Comment 27 Michał Górny archtester Gentoo Infrastructure gentoo-dev Security 2023-01-27 09:01:49 UTC
(In reply to amano.kenji from comment #26)
> Why don't we handle EGO_SUM in a file outside ebuild?
> 
> Manifest may become bloated, but portage should be able to handle a bigger
> manifest since it's written in python. Python can handle it.
> 
> If bash is the bottleneck, prevent it from handling EGO_SUM.

I see we have a volunteer to make a good proposal, prepare the spec update and patches for all package managers.
Comment 28 amano.kenji 2023-01-27 10:56:49 UTC
My understanding of this issue is not deep.

The impression I got is that EGO_SUM should not be in ebuild for bash or some other reason.

If we only need to put EGO_SUM in a different file than ebuild, then go-module.eclass can read external files, or go-module.eclass can call a helper to generate SRC_URI dynamically from the external file.

Did I misunderstand the issue?
Comment 29 amano.kenji 2023-01-28 11:17:20 UTC
I think there is another way without either EGO_SUM or dependency tarballs.

A go-module.eclass helper can be written in a sane programming language like raku.

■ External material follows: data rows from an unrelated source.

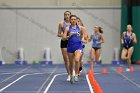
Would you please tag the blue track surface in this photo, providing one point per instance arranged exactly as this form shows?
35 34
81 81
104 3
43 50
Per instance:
37 78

In my experiences, raku package system integrates very well with POSIX operating system packages. Janet language is also good, but its packaging system is not very well thought out. It makes sense to use the programming language with the most advanced packaging system for packaging helpers.

The helper would parse go.sum and generate SRC_URI dynamically. Thus, EGO_SUM is not necessary. It can also parse go.sum and extract the dependencies. Thus, go-module.eclass doesn't have to deal with extracting dependencies into vendor directory.

go-module.eclass would only deal with setting vendor directory and calling the helper.

This still leads to bigger manifests, but it avoids complexity in go-module.eclass.

Raku has grammar which is better than regex for parsing.
Comment 30 amano.kenji 2023-01-28 11:19:05 UTC
My overlay has raku.eclass which requires a modified ebuild for dev-lang/raku.

My overlay bootstrapped raku ecosystem.
Comment 31 William Hubbs gentoo-dev 2023-02-17 02:15:29 UTC
As I said on the other bug, that doesn't really solve the problem.
The problem isn't just Manifests, it is the size of SRC_URI.
SRC_URI can have too many entries which would cause the size of ${A} to
be too big to be an environment variable.
Comment 32 amano.kenji 2023-02-17 12:00:55 UTC
GNU Guix developers are trying to add package parameters which are essentially USE flags.

Perhaps, GNU Guix may turn out to be a good alternative to gentoo in a few decades.

Since GNU Guix packages are written in guile scheme, they don't have to worry about the limitation of environment variable size.